Nesse sentido, o uso de biofertilizantes no cultivo de soja tem permitido avanços em relação à nutrição das plantas, pois oferece, em quantidade ideais, os macronutrientes e os micronutrientes necessários para o seu crescimento e desenvolvimento. 

De acordo com o Decreto 4954/2004 do Ministério da Agricultura, os biofertilizantes contêm em sua composição princípios ativos ou agentes orgânicos livres de agrotóxicos e capazes de atuar no cultivo de soja, de forma a aumentar a sua produtividade e o porte da cultura.

Como os biofertilizantes aumentam a produtividade? 

O cenário mundial da cultura de soja é de demanda crescente. Para o Brasil, esse panorama é especialmente positivo. As exportações de soja brasileira vêm crescendo, graças à China. Embora, nos meses de janeiro e fevereiro as exportações para os país tenham caído devido à pandemia do novo corona vírus , em março houve uma retomada, atingindo um nível recorde de 13,3 milhões de toneladas no primeiro trimestre de 2020, de acordo com dados do Ministério da Indústria, Comércio Exterior e Serviços.

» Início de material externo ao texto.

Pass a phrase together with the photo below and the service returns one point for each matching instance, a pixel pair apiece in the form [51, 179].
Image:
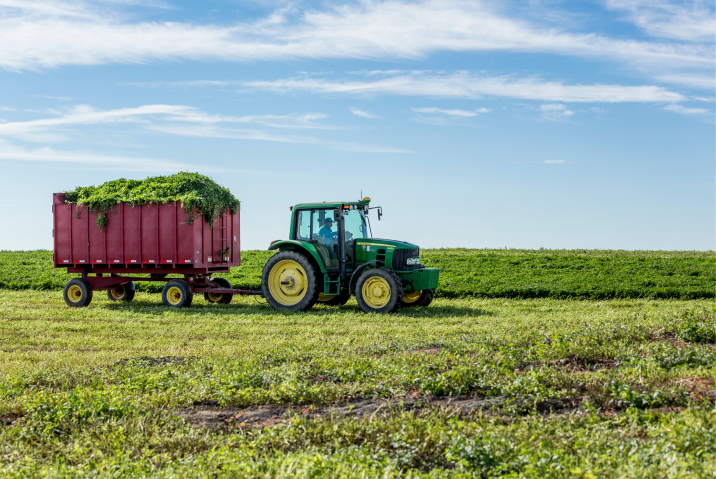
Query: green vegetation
[191, 189]
[465, 388]
[581, 274]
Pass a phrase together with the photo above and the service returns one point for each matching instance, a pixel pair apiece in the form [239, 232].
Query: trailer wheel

O uso de biofertilizantes em soja auxilia no fornecimento de energia adicional para que, assim, a planta consiga realizar a fotossíntese de forma mais eficiente. Com esse estímulo, a soja obtém mais folhas e, consequentemente, um melhor resultado. 

Esses produtos são aplicados diretamente nas folhas em um período específico, que varia de acordo com o tempo de crescimento de cada cultura. Eles se misturam com o Fucacea, Poacea e Chenopodiaceae, e ajudam a melhorar o transporte e absorção de nutrientes. Além disso, aumentam a quantidade de ácidos graxos, isto é, de lipídeos nas plantas. No caso da soja, especificamente, esses lipídios são transformados em óleo.

Isso ocorre porque o biofertilizante atua diretamente no metabolismo secundário da planta e na expressão de proteínas de resistência e crescimento. O uso desse produto na soja ajuda a produzir uma florada mais vigorosa, uniforme e, assim, aumenta a sua eficiência na formação de grãos. 

Segundo estudos, a aplicação de biofertilizantes proporciona um aumento de 37% na produção em relação ao cultivo sem esses fertilizantes. Esses produtos aumentam a produção de grãos tanto via sementes quanto via foliar. A pesquisa também revela que eles são mais efetivos quando aplicados na fase reprodutiva. 

Por exemplo, imagine uma fazenda que cultive soja em 500 hectares. Considerando a média Cepa de R$ 80,00 a saca, o agricultor que optar por utilizar o biofertilizante terá um acréscimo de 4 mil sacas, sem aumentar o espaço de cultivo. Isso resultaria em um aumento de R$ 320 mil. 

O produto é fácil de usar, seguro para lavoura e pode ser misturado com a maioria dos agrotóxicos. O uso em culturas de soja é um excelente recurso para aumentar a produtividade da oleaginosa e expandir o mercado no Brasil, abrindo caminho para o país se tornar o maior produtor de soja do mundo, ultrapassando os Estados Unidos. 

A aplicação é uma prática crescente na agricultura moderna e já faz parte da produção de países tecnificados como os EUA, Espanha, Chile, México e Itália. No Brasil, várias empresas estão desenvolvendo produtos dessa natureza, como é o caso da Adama.